TMtown TOPへ 自称日本一の更新頻度「東京ユビキタス放浪記」

「ソニー・ショック」で「日本はどうなるの?」と思っていたら、ついに来ました「りそな・ショック」。
ソニー・ショックよりも、圧倒的に複雑な話なので、私も詳しいことは分かりません。
というよりも、理解するのが、もはや面倒だから、理解しないようにしているんですが。
だって、この10年、問題を先送りしてきたために、さらに複雑化したのだから。
なので、ややこしい話はナシってことで…。<(_ _)>
愛読している「金融ビジネス」(東洋経済新報社発行)の6月号の特集が「立ちすくむメガバンク」でした。
その中で、唯一実名で「絶体絶命」と書かれていたのが、かの「りそな」。
6月号が送られてきたのが4月下旬で、その時は「そんなもんかねぇ」と読んでいただけですが、今になって読み返してみると、思わず唸ってしまいますね。
先週末以来、テレビの登場回数だけを取り上げれば、スマップ中居君なみの勝田社長は、同誌のインタビューに
「今期は黒字転換し、復配も視野」(25ページ)
なんて暢気なことも宣ってます。
そもそも今回の破綻劇は、監査法人が「もう甘い査定はしない」と、三行半を突きつけたことが、引き金となっている。

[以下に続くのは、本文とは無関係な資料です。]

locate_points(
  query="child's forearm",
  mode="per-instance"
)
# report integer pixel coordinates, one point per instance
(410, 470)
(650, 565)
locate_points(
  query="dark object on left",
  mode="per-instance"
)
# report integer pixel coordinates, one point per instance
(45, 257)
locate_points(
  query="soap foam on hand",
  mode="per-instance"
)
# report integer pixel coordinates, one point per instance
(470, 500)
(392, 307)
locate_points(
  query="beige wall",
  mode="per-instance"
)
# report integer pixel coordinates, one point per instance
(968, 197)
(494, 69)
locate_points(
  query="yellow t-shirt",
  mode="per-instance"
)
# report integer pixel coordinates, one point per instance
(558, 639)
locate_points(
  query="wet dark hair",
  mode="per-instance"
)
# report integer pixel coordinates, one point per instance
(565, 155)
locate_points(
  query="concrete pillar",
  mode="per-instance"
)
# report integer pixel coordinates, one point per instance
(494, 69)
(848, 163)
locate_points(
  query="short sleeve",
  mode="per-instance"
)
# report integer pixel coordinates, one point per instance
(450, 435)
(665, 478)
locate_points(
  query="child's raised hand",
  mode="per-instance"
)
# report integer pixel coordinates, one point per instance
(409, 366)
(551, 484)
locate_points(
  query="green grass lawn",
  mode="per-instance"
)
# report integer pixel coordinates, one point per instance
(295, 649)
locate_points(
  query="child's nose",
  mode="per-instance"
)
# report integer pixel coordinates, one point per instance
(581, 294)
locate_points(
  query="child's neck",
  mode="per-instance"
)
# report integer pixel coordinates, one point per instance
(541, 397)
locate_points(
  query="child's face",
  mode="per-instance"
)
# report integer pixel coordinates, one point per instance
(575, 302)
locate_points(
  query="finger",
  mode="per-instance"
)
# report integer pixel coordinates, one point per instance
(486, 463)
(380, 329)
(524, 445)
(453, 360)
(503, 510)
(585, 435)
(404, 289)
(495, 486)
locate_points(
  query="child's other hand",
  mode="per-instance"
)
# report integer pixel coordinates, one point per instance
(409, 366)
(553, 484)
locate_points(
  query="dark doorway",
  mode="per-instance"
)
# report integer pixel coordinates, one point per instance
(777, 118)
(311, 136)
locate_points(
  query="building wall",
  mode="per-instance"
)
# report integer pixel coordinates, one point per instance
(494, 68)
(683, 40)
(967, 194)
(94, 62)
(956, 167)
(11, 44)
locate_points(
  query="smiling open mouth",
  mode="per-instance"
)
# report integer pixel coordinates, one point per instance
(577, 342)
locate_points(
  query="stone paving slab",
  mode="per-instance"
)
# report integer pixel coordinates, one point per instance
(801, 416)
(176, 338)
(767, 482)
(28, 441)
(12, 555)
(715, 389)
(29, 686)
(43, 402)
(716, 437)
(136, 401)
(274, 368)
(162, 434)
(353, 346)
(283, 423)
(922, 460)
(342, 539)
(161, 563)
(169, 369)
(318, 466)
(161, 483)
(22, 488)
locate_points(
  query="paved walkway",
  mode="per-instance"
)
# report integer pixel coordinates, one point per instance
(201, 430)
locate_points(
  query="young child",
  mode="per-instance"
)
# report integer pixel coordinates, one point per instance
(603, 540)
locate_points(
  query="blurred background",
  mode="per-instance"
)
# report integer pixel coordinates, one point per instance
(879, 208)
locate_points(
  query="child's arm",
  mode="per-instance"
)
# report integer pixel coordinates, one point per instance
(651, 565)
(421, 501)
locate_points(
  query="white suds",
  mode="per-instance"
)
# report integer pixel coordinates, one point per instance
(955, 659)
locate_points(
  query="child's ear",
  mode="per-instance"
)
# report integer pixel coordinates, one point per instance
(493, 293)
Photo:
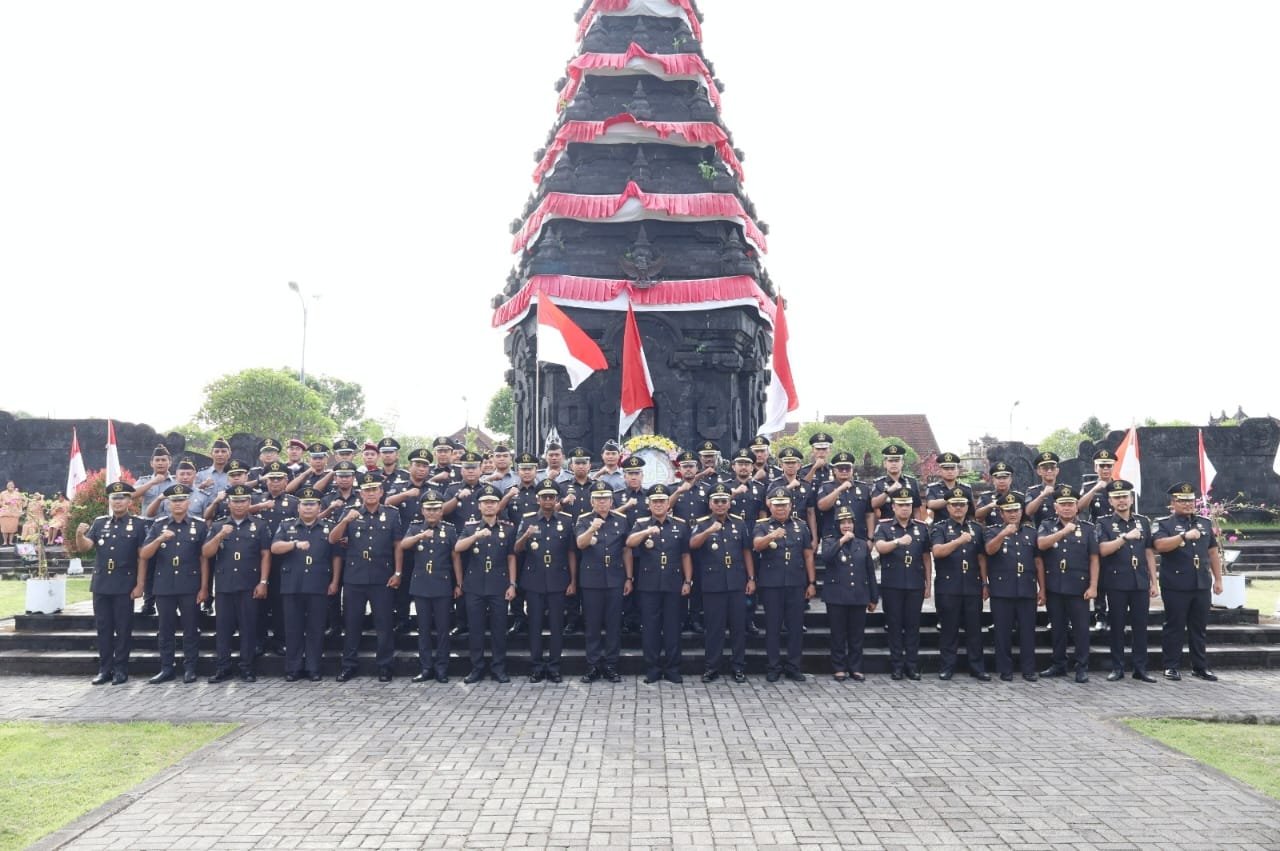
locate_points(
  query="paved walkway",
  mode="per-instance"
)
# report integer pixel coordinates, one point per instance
(818, 764)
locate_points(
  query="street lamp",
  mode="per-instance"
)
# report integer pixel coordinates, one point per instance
(302, 364)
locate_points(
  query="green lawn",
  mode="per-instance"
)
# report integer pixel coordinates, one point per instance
(55, 773)
(13, 594)
(1249, 753)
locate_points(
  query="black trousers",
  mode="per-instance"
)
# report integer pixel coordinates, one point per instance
(903, 618)
(782, 605)
(1185, 620)
(545, 609)
(721, 608)
(113, 616)
(1006, 612)
(848, 627)
(488, 609)
(954, 612)
(174, 609)
(304, 631)
(1133, 608)
(1069, 617)
(237, 611)
(602, 612)
(433, 613)
(379, 599)
(661, 614)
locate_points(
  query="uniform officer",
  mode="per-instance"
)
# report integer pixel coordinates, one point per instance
(119, 577)
(958, 589)
(1191, 566)
(723, 564)
(371, 570)
(786, 577)
(173, 548)
(886, 488)
(1002, 483)
(663, 573)
(849, 590)
(1127, 577)
(1069, 552)
(1010, 573)
(818, 471)
(937, 495)
(845, 492)
(488, 580)
(1040, 497)
(241, 548)
(433, 584)
(604, 576)
(548, 576)
(309, 567)
(906, 579)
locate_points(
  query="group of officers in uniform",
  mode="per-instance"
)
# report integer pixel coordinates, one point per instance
(292, 550)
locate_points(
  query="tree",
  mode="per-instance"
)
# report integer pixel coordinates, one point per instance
(501, 416)
(265, 403)
(1064, 443)
(1095, 429)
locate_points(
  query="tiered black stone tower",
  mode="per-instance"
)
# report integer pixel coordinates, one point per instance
(639, 196)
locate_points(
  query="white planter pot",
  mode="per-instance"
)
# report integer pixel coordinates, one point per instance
(1233, 593)
(46, 596)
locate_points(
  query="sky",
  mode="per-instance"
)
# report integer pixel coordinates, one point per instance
(1069, 206)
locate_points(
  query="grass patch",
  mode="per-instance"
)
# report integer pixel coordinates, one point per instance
(1249, 753)
(13, 594)
(55, 773)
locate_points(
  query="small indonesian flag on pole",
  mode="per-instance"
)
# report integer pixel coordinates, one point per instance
(636, 381)
(781, 397)
(1127, 461)
(1207, 471)
(76, 475)
(562, 342)
(113, 454)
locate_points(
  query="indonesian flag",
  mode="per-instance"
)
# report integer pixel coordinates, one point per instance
(1127, 460)
(113, 454)
(636, 381)
(781, 398)
(76, 475)
(1207, 471)
(561, 341)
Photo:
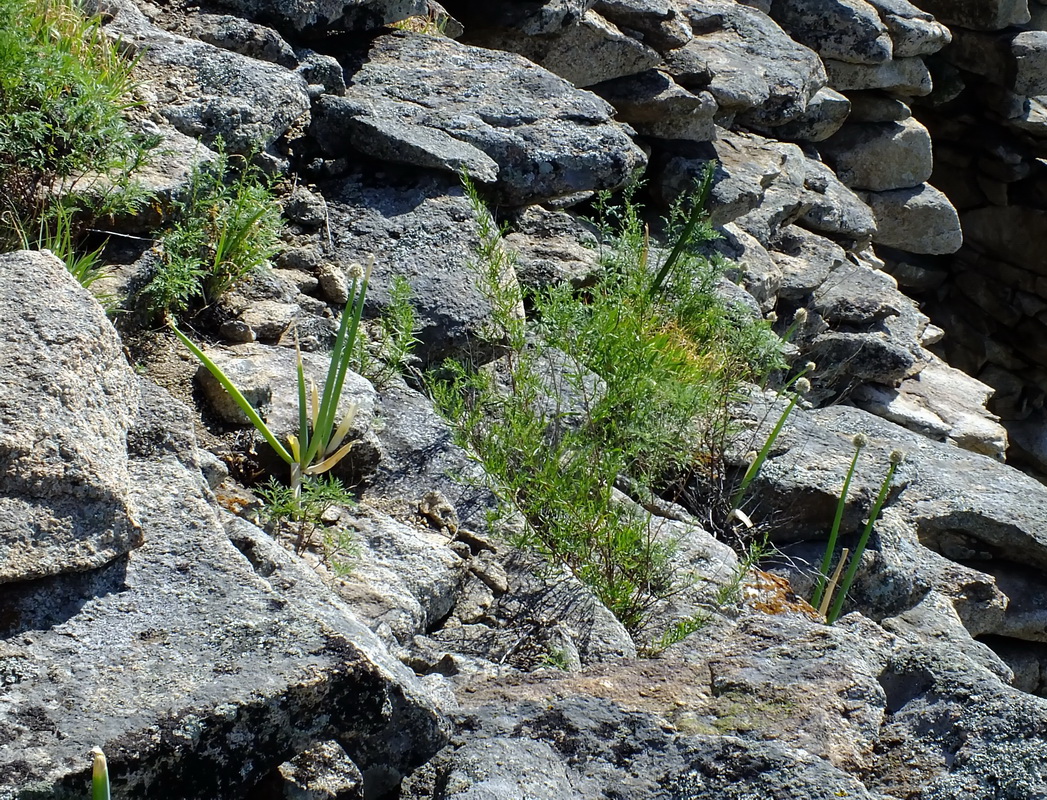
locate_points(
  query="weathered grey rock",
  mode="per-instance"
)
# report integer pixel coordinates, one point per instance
(318, 17)
(191, 669)
(831, 208)
(65, 494)
(404, 579)
(306, 207)
(825, 113)
(881, 156)
(750, 265)
(747, 62)
(547, 608)
(988, 229)
(324, 772)
(782, 201)
(585, 53)
(942, 403)
(422, 228)
(552, 248)
(876, 107)
(918, 220)
(994, 15)
(908, 76)
(745, 167)
(419, 456)
(1029, 50)
(655, 106)
(521, 128)
(319, 69)
(205, 91)
(540, 18)
(658, 24)
(848, 30)
(805, 261)
(913, 31)
(243, 37)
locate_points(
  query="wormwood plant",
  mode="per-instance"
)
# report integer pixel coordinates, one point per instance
(227, 226)
(666, 354)
(304, 514)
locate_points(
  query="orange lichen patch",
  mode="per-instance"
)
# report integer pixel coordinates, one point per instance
(234, 498)
(772, 594)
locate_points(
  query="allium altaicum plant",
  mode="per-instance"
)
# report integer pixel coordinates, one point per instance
(99, 775)
(318, 445)
(861, 440)
(896, 459)
(800, 387)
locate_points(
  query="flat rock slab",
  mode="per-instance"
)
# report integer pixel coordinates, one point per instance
(747, 62)
(435, 103)
(421, 227)
(317, 17)
(195, 673)
(205, 91)
(65, 494)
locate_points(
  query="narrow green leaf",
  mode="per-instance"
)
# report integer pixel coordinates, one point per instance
(236, 394)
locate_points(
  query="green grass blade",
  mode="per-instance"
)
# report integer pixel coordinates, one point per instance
(838, 605)
(236, 394)
(99, 776)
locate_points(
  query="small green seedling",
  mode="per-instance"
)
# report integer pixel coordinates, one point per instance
(896, 458)
(318, 445)
(99, 776)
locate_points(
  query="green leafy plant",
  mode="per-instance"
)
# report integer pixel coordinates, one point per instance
(895, 460)
(99, 775)
(830, 548)
(227, 226)
(64, 88)
(386, 351)
(652, 374)
(318, 445)
(66, 149)
(802, 385)
(304, 514)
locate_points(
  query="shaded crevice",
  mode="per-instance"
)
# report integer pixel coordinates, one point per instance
(1026, 660)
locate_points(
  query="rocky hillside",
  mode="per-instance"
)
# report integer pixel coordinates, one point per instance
(873, 162)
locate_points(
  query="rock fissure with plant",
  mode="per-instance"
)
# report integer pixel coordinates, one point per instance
(662, 293)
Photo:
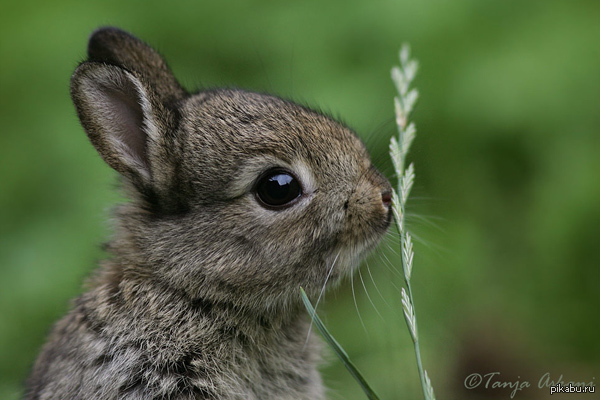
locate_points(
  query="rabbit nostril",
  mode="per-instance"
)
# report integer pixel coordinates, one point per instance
(386, 198)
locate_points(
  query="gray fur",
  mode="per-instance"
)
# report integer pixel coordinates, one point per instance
(200, 297)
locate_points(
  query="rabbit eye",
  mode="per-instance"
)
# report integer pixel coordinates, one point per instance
(277, 189)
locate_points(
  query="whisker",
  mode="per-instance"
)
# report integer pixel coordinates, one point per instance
(355, 302)
(368, 296)
(312, 318)
(376, 288)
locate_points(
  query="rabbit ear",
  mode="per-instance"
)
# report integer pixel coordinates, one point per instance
(120, 115)
(114, 46)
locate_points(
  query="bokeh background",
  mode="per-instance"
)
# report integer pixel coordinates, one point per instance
(507, 197)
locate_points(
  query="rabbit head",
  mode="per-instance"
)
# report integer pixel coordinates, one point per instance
(236, 196)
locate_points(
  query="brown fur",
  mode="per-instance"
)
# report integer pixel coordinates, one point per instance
(200, 298)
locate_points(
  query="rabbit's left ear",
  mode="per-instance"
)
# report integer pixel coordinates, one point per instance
(126, 98)
(121, 116)
(114, 46)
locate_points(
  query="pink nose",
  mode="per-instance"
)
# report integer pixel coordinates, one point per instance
(386, 199)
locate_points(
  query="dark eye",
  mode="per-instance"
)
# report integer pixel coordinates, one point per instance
(277, 189)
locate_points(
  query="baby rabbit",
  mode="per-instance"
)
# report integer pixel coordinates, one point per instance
(236, 200)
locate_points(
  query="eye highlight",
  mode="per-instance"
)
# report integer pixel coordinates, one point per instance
(277, 189)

不良債権のいいかげんな査定を、これ以上甘く査定することは、自分たちのクビをも締めてしまうことに、会計士たちもようやく気付いてくれたんですね。
かな〜り遅きに失したけど、まあ過去は問わないようにしましょう。
同誌によれば、3月の時点では「大甘査定でもOK」というお墨付きを、監督局が与えていたらしい。
金融庁内部にも、「いくらなんでも」という反対の声が一部にあったらしいですが。
しかし、それを監査法人が突っぱねたんですな。
お役所と銀行の馴れ合いを、監査法人という第三者がようやく断ち切ってくれました。
りそなの勝田社長も、「裏切った」格好の監査法人に、うらみつらみの繰り言を述べているらしいですが、それが今回の破綻劇のすべてを物語っているでしょう。
「今さらルールを無視するな」とでも、彼らは言いたいのでしょうね。
でも、今まで散々自分達で身勝手なルールを作ってきて、しかも最近では、ゴール(決算)をしてから、改めて都合のいいようにルール(査定の基準)を変えてきたのだからね。
こんな馬鹿なこと、世の中にないでしょう?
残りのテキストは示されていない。